Kurt Weill 1900–1950
Carl Orff 1895–1982

The Tsar wants his photograph taken
Opera Buffa in 1 act
Libretto by Georg Kaiser
First performed February 18 1928, Neues Theater Leipzig

The Clever Woman
12 scenes
Libretto by the composer
First performed February 20 1943, Oper Frankfurt!

This production first seen April 9 2023

Sung in German with German & English surtitles

Introductory talks (in German) in the Holzfoyer 30 minutes before curtain up, available here on video shortly before opening night and everywhere where podcasts are to be found.

The Tsar wants his photo taken in Angèle’s Paris Studio – right away. A wish conveyed by telephone. A gang of conspirators get wind of this and want to jump at the chance to assassinate him.
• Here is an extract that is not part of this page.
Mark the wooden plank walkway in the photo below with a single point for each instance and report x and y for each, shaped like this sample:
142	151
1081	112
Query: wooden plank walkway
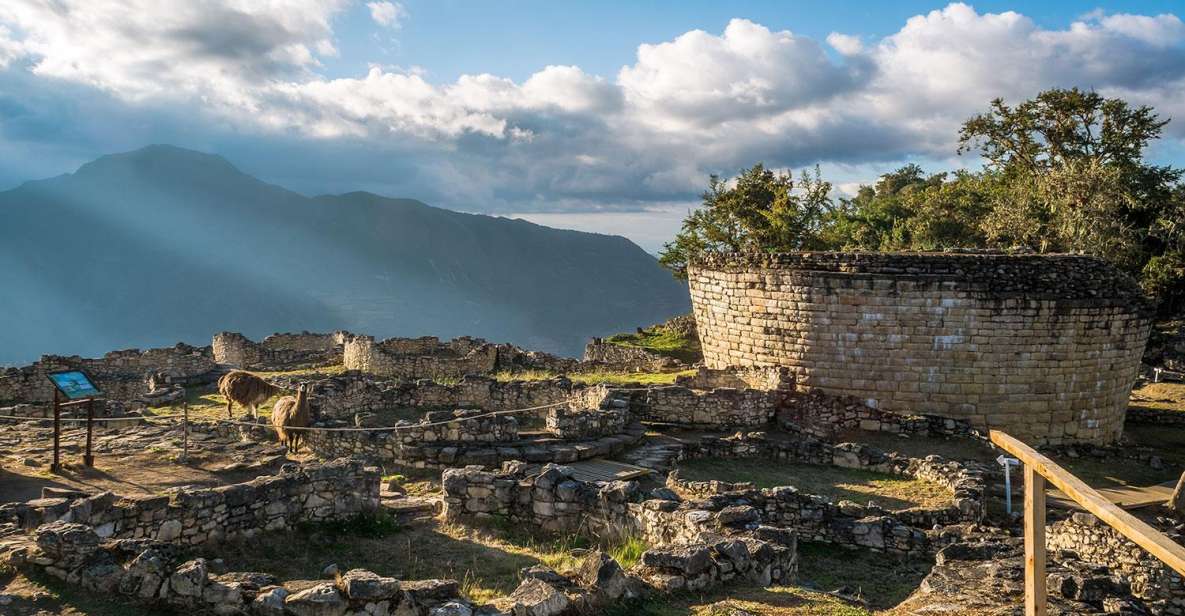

The revolutionaries get into the studio, overpower the photographer Angèle and install a pistol in her camera. When the Tsar enters with his companion he meets »bogus Angèle« – one of the assassins, pretending to be the photographer. A serious flirt begins, which teeters between real passion and life or death, although it’s not really clear who’s really in control. But before either of them can take a shot, the conspiracy is unearthed. The assassins manage to get away, the Tsar insists on his portrait.
If only the farmer had listened to His Clever Daughter ... she told him not to give a golden mortar – unearthed while working the land – to the King. But, duty bound, he handed it over, earning him suspicions instead of a reward: certain that the farmer's kept the pestle, he has him thrown into the tower. The King wants to test the farmer’s daughter’s cleverness. He gives her three riddles. If she can solve them, he’ll let her go otherwise, the noose awaits. Child’s play for the clever girl. The King’s so impressed that he makes her his wife.
A furious argument ensues between a man with a donkey and a man with a mule over a foal. They go before the King, to judge the case. The muleteer bribes anyone who might help him win – including three rogues dressed as judges, who comment gleefully on the King’s unfair ruling against the donkey owner, who reflects in despair on his situation. The clever girl appears, not revealing that she is, in fact, the Queen. She speaks to him kindly and says she might be able to turn the tide. When the clever girl admonishes the King about his unfair ruling he chucks her out, giving her a trunk in which she can take »whatever her heart treasures most« with her … Which is him, when he wakes up inside it after a sleeping potion his clever wife administered to him.

A Tsar, wanting to have his photograph taken has no idea he’s surrounded by conspirator’s planning his assassination. And a young woman, who can outsmart anybody – even a King.

Kurt Weill’s turbulent Zeitoper The Tsar wants his Photograph Taken and Carl Orff’s amusing-serious fairy tale The Clever Woman were written in times of upheaval – in the late 1920s and just before the end of World War II. Their scores aimed to make a powerful impact on stage, with Weill echoing popular 1920s music and Orff with his crafty use of music in speech.

In Keith Warner’s direction the two works make for a double bill bristling with energy, wit and irony, lending political dimensions to even children’s games.